Slay by Brittney Morris


I adored Slay. It was important and moving, I just couldn’t put it down. The author was inspired to write it after watching Black Panther, so I thought it was smart to pick it up just after I watched the movie. I was not disappointed.

Keira secretly developed Slay, an online gaming community where black people duel from all over the world. But when someone is shot because of the game, it’s all over the news…and Kiera doesn’t know what to do.

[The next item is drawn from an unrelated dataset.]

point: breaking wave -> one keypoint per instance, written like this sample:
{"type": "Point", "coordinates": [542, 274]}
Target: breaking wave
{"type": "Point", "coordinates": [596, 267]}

This book was so important on many levels. As a white person, I know this book wasn’t written for me. There might have been a few cultural references that I didn’t understand. I still loved it so much, of course, and my race didn’t affect my personal opinion of the book. I just wanted to give that little disclaimer. As a white person, this book actually taught me some things and I think it could teach others even more.

The plot was so engaging, entertaining and impossible to put down – literally, I stayed up until to 2 am to read Slay. It was so immersive and interesting. It was definitely character-driven, but was exciting none the less!

“If black gamers want their own space online away from the eyes of the majority, let them have it. Y’all have Mummy and Legacy of Planets. Do you need to have everything?”

I really loved the characters, especially Kiera and her younger sister Steph. They felt like such real people with their struggles and insecurities. Kiera’s voice felt real and easy to relate to, I loved reading her thoughts and opinions. I really enjoyed the dynamic between these two sisters, it was absolutely beautiful to watch their relationship grow. The side characters, especially Claire aka Cicada, were awesome. I loved to see their lives and views occasionally dotted throughout the book, and from Kiera’s perspective too.

Slay, the game was so interesting! I don’t actually game, but a lot of my friends do and it was fun to see quite a few scenes inside the game and how the rules worked.

I think a lot of gaming based books and even gaming, in general, are often very male-dominated so I loved seeing the feminist aspects of this book because, when do I not?

Slay was such an amazing, important book that I’d definitely recommend everyone picks up. It discusses race, identity, relationships and more in such an important way at the same time as being impossibly fun to read. What a gem of a book.